Wenn man ein Problem damit hat, dass Gott in der Formel "Grüß Gott" auftaucht kann ich die Nichtbayern hier beruhigen. Das wird in Bayern eigentlich nicht von vielen so ernst genommen, dass man Gott grüßt. Es ist eben die gängige Grußformel, mehr nicht. In manchen Regionen gilt es als durchaus ebenso höflich, das Gegenüber mit einem freundlichen "Griaß eana Frau X / Herr Y" zu begegnen. Das heißt frei ins Hochdeutsche übertragen so viel wie "Ich grüße Sie Frau X / Herr Y". Aber an den durchschnittlichen Nichtbayern dürfte das schon einige Anforderungen wegen der Aussprache zu stellen. Die Aussprache und Betonung kann man sowieso schlecht in Schrift übersetzen. Aber vielleicht findet man einen netten Bayern, der einem das mal vorspricht. Vielleicht wäre das eine denkbare Alternative.
Dass "Grüß Gott" im allgemeinen bayrischen Sprachgebrauch soviel mit religiösen Bezügen zu tun hat wie "moin" mit - wie ich annehme - "Morgen", dürfte sich ja mittlerweile herumgesprochen haben. Als Bayerin habe ich diese Grußformel derart verinnerlicht, dass ich sie ohne Ansehen der Person so gut wie immer verwende.
Ich nehme an, dass es vielen Menschen so geht und reagiere deshalb nicht pikiert, wenn jemand mitten im Alpenraum "Guten Tag" sagt. Aber irgendwo finde ich es ganz nett, wenn "Auswärtige" sich die Mühe machen, sich den lokalen Gepflogenheiten anzupassen.
Wenn ich in Bayern nur im Urlaub wäre, dann würde ich mir darüber absolut keine Gedanken machen und ich bin auch der Meinung, dass es dann nicht so wichtig ist sich anzupassen, da man ja eh nach einer geraumen Zeit wieder das Weite sucht und es außerdem sehr wahrscheinlich ist, dass man einen Großteil der Leute nie wieder sehen wird in seinem gesamtem Leben. Deswegen ist es ja egal, ob sie einen als "Bayer" oder als "Preuße" sehen.
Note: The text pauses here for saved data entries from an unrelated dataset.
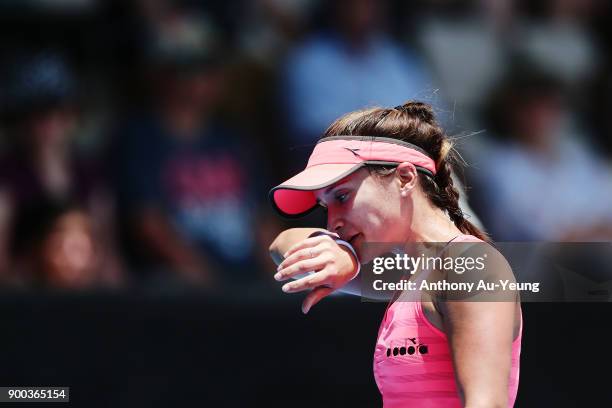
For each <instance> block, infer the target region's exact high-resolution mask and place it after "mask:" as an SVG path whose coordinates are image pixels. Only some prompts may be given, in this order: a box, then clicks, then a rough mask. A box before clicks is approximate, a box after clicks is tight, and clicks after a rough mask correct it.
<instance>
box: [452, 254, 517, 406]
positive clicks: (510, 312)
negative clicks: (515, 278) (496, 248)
mask: <svg viewBox="0 0 612 408" xmlns="http://www.w3.org/2000/svg"><path fill="white" fill-rule="evenodd" d="M477 248H482V246H477V247H475V248H474V251H477V250H478V249H477ZM488 248H489V249H492V247H488ZM468 252H470V253H471V254H472V255H475V253H474V252H472V251H468ZM487 254H488V255H489V262H487V263H486V265H487V268H486V270H484V271H480V272H479V274H476V275H474V279H471V278H470V277H469V276H466V275H468V274H467V273H465V274H464V275H462V276H461V279H460V280H462V281H463V280H465V281H470V282H474V283H475V285H477V284H478V282H479V280H480V279H483V280H484V281H485V282H498V281H499V280H500V279H503V280H506V279H508V280H510V281H515V279H514V275H513V274H512V270H511V269H510V266H509V265H508V263H507V262H506V260H505V259H504V258H503V256H501V254H499V253H498V252H497V251H495V250H491V251H488V252H487ZM449 274H452V272H450V273H449ZM476 287H477V286H475V288H476ZM517 301H518V298H517V296H515V294H513V293H510V291H506V292H504V291H502V290H501V289H497V291H495V292H489V291H485V290H482V289H480V290H477V289H475V290H474V291H473V292H472V293H471V296H469V297H464V298H462V299H461V300H460V301H449V300H447V301H446V302H441V304H440V307H441V309H442V310H441V312H442V314H443V320H444V326H445V330H446V333H447V336H448V339H449V345H450V348H451V353H452V356H453V364H454V368H455V375H456V381H457V386H458V389H459V392H460V395H461V398H462V399H463V402H464V404H466V406H468V407H469V406H487V407H497V406H503V407H506V406H507V400H508V382H509V379H510V371H511V368H512V342H513V338H514V325H515V321H516V318H517V316H515V314H516V311H517V310H518V309H517V307H516V302H517Z"/></svg>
Jedoch muss ich sagen, dass ich mir vorstellen kann, dass es einem das Leben erheblich erleichtern würde, wenn man sich ein bisschen anpasst. Manche Leute dort sind ja durchaus der Meinung, dass es unhöflich ist, wenn man nicht auf die typische bayerische Art grüßt. Wieso das so ist, weiß ich nicht, aber ich habe es schon sehr oft erlebt und mir wurde noch nie eine Begründung dafür gegeben. Vor allem ist es auch ein bisschen sinnlos, da man ja mit großer Wahrscheinlichkeit sowieso nach spätestens dem zweiten gesprochenen Satz als "Preuße" enttarnt wird.
Ich denke aber, dass man sich, wenn man längere Zeit in so einer Region lebt, einfach daran gewöhnt. Stellt euch mal vor, ihr lebt mehrere Jahre dort und hört dann jeden Tag fast jede Person in diesem Gebiet so grüßen. Dann setzt sich das irgendwann bei einem in den Kopf rein ohne dass man es merkt und ehe man es selbst noch bemerkt, grüßt man ebenfalls so.
Wenn man beispielsweise aus dem Norden kommt sollte man in Bayern auch Guten Tag sagen, weil man beherrscht den Dialekt einfach nicht. Das sollte man schon der Höflichkeit wegen zugeben. Einen echten Bayern kann man ansonsten auch schnell damit verärgern. Das muss man nicht haben, denn man selbst will ja auch nicht unbedingt verärgert werden.